Of Mice and Men
Researchers often use mice in the early stages of their work to study how diseases develop and spread through individual and groups of mammals. Mice are again used to evaluate the effectiveness of potential pharmaceutical treatments. There are shortcomings to the use of mice as stand-ins for humans, as humans are far more complicated than mice. In Alzheimer’s research, many pharmaceuticals have shown great promise when used on mouse populations, but those successes have not been replicated in humans.
One of the problems with all research involving the brain is that scientists don’t have a full understanding of how the brain works, either in mice or in men. Improvements in optical imaging techniques and computer science is allowing scientists to trace individual neurons in a brain to understand how a neuron communicates with both adjoining neurons as well as with other areas of the brain. The goal is to create an atlas, a map of the brain, showing all neural pathways within the brain and how those pathways relate to human behavior.

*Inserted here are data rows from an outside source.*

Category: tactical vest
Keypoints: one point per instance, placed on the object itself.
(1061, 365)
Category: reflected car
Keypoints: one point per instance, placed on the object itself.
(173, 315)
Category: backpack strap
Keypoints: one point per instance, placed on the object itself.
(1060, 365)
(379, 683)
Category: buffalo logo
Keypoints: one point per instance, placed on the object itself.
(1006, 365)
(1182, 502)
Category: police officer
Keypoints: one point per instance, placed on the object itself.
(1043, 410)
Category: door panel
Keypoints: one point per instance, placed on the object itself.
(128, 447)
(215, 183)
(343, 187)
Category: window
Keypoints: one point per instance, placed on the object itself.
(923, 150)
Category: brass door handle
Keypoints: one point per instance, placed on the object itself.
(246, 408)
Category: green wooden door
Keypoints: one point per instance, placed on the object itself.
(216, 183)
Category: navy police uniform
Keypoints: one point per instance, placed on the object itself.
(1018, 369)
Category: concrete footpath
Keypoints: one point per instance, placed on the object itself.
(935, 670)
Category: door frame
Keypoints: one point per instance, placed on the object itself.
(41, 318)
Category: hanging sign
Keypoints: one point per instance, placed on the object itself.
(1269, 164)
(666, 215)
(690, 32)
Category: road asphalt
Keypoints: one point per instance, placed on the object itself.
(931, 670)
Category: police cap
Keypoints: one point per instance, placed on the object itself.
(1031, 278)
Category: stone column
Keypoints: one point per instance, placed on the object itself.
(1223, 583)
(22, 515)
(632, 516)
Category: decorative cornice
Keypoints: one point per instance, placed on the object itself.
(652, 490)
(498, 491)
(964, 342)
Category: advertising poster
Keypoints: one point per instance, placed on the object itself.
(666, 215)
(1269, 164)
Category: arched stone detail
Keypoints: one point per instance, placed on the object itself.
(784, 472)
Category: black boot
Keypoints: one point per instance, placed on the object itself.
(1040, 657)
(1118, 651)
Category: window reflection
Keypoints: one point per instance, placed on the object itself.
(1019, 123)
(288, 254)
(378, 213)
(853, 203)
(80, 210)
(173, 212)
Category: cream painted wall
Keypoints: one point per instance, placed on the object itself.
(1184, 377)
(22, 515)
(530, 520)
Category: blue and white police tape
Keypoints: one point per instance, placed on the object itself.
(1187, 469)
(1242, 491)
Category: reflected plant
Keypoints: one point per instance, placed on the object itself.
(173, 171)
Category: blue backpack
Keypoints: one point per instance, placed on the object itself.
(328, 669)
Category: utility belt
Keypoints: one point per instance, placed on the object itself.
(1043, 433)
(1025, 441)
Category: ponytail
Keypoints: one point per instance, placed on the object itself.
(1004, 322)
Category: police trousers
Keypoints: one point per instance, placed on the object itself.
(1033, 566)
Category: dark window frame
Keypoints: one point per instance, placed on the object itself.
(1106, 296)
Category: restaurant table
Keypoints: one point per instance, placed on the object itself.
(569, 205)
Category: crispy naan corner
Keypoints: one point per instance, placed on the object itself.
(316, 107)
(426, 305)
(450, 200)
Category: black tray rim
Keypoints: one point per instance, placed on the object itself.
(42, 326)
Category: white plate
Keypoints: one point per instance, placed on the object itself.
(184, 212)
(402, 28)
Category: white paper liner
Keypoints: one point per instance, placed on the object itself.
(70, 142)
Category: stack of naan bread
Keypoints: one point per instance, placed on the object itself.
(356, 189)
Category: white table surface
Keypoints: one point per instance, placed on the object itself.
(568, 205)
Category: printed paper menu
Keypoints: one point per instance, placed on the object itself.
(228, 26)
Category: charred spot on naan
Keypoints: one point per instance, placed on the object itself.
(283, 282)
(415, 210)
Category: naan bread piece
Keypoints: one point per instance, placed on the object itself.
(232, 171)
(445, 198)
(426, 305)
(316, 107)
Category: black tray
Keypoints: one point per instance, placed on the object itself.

This month the Allen Institute for Brain Science published the Mouse Brain Connectivity Atlas. The atlas was made by injecting radioactive tracers into different brain regions of mice and using a light microscope to track how the nerves connect to each other. The result is a map showing 295 neural connections among different regions of the mouse brain. The work documents the direction of the information flow for each connection, and the strength of the connections between regions as well.
There are several important implications for this Atlas:
- It provides new information about the workings of the mammalian brain and it is free and available to all, thus providing other scientists with new data to inform their own work.
- Other researchers are currently working on an atlas for the human brain. The mouse atlas will provide important insights for these researchers.
- When the human brain atlas is complete, researchers will gain a much better understanding of the differences between a mouse brain and a human brain. This knowledge will inform decisions about the types of studies where mice can serve as stand-ins for humans, and where mice are not sufficiently similar to humans to serve as pre-clinical test cases.
Thus the mouse atlas both advances our knowledge on neural activity and will provide comparative data on human and mouse brains that will allow for better-designed clinical trials.